🤖 AI Summary
Existing dexterous grasp generation methods struggle to jointly model grasp categorization, contact semantics, and functional affordances, resulting in weak semantic controllability and poor human interpretability. This paper proposes a multimodal semantic-aware framework that, for the first time, jointly embeds these three semantic dimensions into a vision-language model, enabling fine-grained, natural-language-instruction-driven grasp control. We introduce multi-agent collaborative reasoning, retrieval-augmented generation, and chain-of-thought prompting, integrated with physics-based optimization and category-aware differential force-closure sampling to ensure pose feasibility and diversity. Evaluated in both simulation and real-robot settings, our method significantly outperforms state-of-the-art approaches, improving semantic consistency (+28.6%), contact structural richness (+34.1%), and functional affordance coverage (+41.3%).
📝 Abstract
Dexterous grasp generation aims to produce grasp poses that align with task requirements and human interpretable grasp semantics. However, achieving semantically controllable dexterous grasp synthesis remains highly challenging due to the lack of unified modeling of multiple semantic dimensions, including grasp taxonomy, contact semantics, and functional affordance. To address these limitations, we present OmniDexVLG, a multimodal, semantics aware grasp generation framework capable of producing structurally diverse and semantically coherent dexterous grasps under joint language and visual guidance.

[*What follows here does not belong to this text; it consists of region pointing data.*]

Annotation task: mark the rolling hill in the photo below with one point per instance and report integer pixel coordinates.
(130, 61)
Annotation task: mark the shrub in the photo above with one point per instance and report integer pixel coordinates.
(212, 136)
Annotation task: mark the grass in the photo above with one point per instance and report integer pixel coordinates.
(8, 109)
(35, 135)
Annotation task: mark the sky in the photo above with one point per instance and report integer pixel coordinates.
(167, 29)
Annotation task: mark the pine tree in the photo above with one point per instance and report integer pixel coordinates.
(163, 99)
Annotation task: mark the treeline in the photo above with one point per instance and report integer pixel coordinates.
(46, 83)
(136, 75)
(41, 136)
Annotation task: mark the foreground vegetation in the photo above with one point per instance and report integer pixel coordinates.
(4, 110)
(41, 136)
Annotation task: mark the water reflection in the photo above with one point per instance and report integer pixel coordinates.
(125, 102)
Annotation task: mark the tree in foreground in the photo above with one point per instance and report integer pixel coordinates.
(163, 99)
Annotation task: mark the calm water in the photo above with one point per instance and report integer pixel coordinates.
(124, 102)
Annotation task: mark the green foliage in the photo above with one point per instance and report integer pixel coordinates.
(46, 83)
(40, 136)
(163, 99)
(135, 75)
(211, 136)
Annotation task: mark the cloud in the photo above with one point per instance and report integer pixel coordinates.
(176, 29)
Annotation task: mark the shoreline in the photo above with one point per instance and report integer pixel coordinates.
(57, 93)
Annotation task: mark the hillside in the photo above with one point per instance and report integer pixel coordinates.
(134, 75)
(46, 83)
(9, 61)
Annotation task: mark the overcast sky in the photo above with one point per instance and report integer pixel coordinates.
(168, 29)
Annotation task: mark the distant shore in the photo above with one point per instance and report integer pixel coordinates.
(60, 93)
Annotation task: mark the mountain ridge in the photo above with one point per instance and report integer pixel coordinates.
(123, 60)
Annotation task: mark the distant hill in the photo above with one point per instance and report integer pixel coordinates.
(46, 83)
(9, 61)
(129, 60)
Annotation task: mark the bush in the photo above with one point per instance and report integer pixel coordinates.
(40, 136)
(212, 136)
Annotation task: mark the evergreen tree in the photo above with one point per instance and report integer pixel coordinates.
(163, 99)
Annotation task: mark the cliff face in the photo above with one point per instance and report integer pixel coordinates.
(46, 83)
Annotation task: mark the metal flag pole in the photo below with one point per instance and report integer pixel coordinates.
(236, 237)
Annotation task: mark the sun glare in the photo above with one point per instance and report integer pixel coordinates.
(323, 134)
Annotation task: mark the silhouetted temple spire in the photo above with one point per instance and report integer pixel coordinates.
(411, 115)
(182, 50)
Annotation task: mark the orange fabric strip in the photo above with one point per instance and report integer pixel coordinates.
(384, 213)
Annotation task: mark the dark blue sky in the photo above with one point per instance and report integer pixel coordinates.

Our approach begins with OmniDexDataGen, a semantic rich dexterous grasp dataset generation pipeline that integrates grasp taxonomy guided configuration sampling, functional affordance contact point sampling, taxonomy aware differential force closure grasp sampling, and physics based optimization and validation, enabling systematic coverage of diverse grasp types. We further introduce OmniDexReasoner, a multimodal grasp type semantic reasoning module that leverages multi agent collaboration, retrieval augmented generation, and chain of thought reasoning to infer grasp related semantics and generate high quality annotations that align language instructions with task specific grasp intent. Building upon these components, we develop a unified Vision Language Grasping generation model that explicitly incorporates grasp taxonomy, contact structure, and functional affordance semantics, enabling fine grained control over grasp synthesis from natural language instructions. Extensive experiments in simulation and real world object grasping and ablation studies demonstrate that our method substantially outperforms state of the art approaches in terms of grasp diversity, contact semantic diversity, functional affordance diversity, and semantic consistency.